Fit all stationary Variogram models to empirical variogram g using algorithm algo and return the one with minimum error.

Examples

julia> fit(Variogram, g)
julia> fit(Variogram, g, h -> 1 / h)

fit(Transiogram, t, algo=WeightedLeastSquares(); kwargs...)

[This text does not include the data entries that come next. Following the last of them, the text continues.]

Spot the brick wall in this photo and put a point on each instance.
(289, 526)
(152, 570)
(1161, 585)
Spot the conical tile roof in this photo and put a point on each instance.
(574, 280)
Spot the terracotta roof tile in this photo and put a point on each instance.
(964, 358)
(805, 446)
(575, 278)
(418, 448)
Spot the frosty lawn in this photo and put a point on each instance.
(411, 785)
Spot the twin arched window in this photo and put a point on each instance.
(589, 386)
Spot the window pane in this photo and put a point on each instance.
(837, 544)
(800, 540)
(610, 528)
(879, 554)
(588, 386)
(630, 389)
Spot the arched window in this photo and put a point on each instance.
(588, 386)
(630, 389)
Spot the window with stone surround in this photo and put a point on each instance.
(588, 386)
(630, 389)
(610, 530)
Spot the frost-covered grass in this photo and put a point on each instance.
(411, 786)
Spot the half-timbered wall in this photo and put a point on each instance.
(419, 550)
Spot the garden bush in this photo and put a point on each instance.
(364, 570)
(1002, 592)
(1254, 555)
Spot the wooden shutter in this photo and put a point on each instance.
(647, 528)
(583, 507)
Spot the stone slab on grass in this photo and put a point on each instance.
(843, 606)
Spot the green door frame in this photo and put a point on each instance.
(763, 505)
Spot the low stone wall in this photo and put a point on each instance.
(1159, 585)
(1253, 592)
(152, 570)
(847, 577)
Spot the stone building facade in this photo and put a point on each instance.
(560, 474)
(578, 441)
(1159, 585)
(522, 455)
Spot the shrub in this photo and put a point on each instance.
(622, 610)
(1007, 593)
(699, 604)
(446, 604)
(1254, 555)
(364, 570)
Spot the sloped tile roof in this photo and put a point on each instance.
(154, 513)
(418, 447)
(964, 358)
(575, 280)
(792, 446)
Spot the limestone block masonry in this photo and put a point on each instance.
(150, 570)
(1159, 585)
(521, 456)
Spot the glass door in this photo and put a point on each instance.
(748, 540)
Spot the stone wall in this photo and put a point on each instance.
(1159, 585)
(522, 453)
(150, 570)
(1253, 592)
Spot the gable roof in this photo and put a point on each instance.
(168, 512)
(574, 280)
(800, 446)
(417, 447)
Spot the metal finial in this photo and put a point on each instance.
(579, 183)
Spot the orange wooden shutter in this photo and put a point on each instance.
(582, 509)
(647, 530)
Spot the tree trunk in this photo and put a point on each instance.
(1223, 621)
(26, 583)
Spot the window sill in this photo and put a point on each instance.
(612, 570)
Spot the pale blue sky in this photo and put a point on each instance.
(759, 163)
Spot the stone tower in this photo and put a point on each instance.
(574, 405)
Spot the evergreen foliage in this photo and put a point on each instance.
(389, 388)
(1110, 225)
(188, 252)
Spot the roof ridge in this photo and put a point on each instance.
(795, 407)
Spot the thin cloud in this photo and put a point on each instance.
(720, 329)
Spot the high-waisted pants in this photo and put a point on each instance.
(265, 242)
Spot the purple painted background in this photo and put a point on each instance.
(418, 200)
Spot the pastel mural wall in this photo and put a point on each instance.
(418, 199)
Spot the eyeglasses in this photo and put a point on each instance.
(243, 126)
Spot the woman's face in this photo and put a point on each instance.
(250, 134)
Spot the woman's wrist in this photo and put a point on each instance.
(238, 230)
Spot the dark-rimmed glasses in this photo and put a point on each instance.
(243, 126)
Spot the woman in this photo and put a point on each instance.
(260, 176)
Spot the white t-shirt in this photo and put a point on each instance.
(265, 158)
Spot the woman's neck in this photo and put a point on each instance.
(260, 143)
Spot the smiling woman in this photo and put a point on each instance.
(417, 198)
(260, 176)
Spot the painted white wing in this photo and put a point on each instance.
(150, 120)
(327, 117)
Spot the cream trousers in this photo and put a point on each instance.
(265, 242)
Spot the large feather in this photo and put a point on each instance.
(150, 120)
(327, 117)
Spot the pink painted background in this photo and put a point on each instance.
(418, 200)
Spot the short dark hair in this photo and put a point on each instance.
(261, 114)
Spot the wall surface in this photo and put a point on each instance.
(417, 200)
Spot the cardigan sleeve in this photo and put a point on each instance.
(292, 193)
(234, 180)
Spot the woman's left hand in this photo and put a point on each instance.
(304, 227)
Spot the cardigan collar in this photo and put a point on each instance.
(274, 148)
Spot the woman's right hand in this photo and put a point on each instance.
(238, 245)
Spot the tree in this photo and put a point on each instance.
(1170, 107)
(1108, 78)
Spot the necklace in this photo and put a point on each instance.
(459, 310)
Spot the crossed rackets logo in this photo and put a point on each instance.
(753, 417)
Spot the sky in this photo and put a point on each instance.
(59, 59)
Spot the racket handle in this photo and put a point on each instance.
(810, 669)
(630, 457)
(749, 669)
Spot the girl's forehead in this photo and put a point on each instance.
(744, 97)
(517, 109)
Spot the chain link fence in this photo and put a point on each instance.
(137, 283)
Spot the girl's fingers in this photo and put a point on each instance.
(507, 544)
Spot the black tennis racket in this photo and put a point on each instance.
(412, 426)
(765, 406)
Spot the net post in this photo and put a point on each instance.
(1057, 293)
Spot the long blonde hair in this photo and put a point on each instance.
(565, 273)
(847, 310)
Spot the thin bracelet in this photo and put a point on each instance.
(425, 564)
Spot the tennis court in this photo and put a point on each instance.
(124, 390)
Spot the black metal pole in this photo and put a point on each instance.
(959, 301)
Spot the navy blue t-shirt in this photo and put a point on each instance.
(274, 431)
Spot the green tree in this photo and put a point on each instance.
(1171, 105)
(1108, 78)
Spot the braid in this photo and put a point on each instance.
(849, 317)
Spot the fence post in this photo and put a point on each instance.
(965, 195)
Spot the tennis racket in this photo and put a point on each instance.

Fit all theoretical Transiogram models to empirical transiogram t using algorithm algo and return the one with minimum error.

Examples

julia> fit(Transiogram, t)
julia> fit(Transiogram, t, h -> 1 / h)

Consider the following empirical variogram as an example:

# sinusoidal data
𝒟 = georef((Z=[sin(i/2) + sin(j/2) for i in 1:50, j in 1:50],))

# empirical variogram
g = EmpiricalVariogram(𝒟, :Z, maxlag = 25u"m")

funplot(g)

Example block output

We can fit a specific theoretical variogram such as the SphericalVariogram with

γ = GeoStatsFunctions.fit(SineHoleVariogram, g)

fig = funplot(g)
funplot!(fig, γ, maxlag = 25u"m")

Example block output

or we can let the framework find the theoretical variogram with minimum error:

γ = GeoStatsFunctions.fit(Variogram, g)

fig = funplot(g)
funplot!(fig, γ, maxlag = 25u"m")

Example block output

The SineHoleVariogram fits the empirical variogram well given that this is a sinusoidal field.

Optionally, we can specify a weighting function to give different weights to the lags:

γ = GeoStatsFunctions.fit(SineHoleVariogram, g, h -> 1 / h^2)

fig = funplot(g)
funplot!(fig, γ, maxlag = 25u"m")

Example block output

The following fitting methods are available:

GeoStatsFunctions.WeightedLeastSquares — Type

WeightedLeastSquares()
WeightedLeastSquares(w)

Fit theoretical variogram using weighted least squares with weighting function w (e.g. h -> 1/h). If no weighting function is provided, bin counts of empirical variogram are normalized and used as weights.